0 votes
1 view
in Python by (6.1k points)

I have the following dataframe:

import pandas as pd

df = pd.DataFrame({'var': ['A', 'A', 'B', 'B', 'C', 'C', 'C'],

                       'value': [1, 2, 1, 2, 3, 4, 5],

                       'input': [0.1, 0.1, 0.2, 0.2, 0.3, 0.3, 0.3]})

I would like to keep the var for which the value is the highest by input and set the rest of the var to NA.

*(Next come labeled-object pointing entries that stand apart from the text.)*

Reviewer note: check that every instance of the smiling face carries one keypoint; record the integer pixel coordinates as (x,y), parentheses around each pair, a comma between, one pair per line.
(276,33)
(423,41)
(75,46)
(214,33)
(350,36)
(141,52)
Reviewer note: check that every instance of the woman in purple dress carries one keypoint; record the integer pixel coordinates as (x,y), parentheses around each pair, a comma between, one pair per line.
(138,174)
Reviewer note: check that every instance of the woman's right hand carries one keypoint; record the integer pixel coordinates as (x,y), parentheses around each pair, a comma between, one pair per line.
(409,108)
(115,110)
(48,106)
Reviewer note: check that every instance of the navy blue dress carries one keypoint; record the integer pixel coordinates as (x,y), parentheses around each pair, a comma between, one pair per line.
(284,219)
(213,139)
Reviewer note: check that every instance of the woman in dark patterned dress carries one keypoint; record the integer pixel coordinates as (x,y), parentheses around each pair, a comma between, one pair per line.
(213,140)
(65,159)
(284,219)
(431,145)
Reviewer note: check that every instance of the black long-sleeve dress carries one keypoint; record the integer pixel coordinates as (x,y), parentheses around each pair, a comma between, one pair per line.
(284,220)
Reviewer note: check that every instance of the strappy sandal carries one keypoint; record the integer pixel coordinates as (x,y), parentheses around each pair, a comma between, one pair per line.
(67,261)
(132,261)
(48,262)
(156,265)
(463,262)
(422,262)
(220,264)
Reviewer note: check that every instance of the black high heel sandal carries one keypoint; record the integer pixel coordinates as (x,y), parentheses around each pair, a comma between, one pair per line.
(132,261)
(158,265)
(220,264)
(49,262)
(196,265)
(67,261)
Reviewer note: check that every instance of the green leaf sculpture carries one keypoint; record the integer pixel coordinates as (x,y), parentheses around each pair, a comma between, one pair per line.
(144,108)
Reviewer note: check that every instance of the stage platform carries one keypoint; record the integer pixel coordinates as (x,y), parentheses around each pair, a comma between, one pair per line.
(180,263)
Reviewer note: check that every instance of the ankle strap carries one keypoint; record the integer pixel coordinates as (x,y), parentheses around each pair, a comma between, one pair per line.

So I would like to end up with:

   df = pd.DataFrame({'var': [np.nan, 'A', np.nan, 'B', np.nan, np.nan, 'C'],

                       'value': [1, 2, 1, 2, 3, 4, 5],

                       'input': [0.1, 0.1, 0.2, 0.2, 0.3, 0.3, 0.3]})

Any ideas ?

1 Answer

0 votes
by (12.1k points)

Use GroupBy.transform with max for Series with same size like original DataFrame, compare for not equal by Series.ne and set new values with loc:

mask = df.groupby('var')['value'].transform('max').ne(df['value'])

 

df.loc[mask, 'var'] = np.nan

print (df)

   var  value  input

0  NaN 1    0.1

1 A 2    0.2

2  NaN 1    0.3

3 B 2    0.4

4  NaN 3    0.5

5  NaN 4    0.6

6 C 5    0.7

...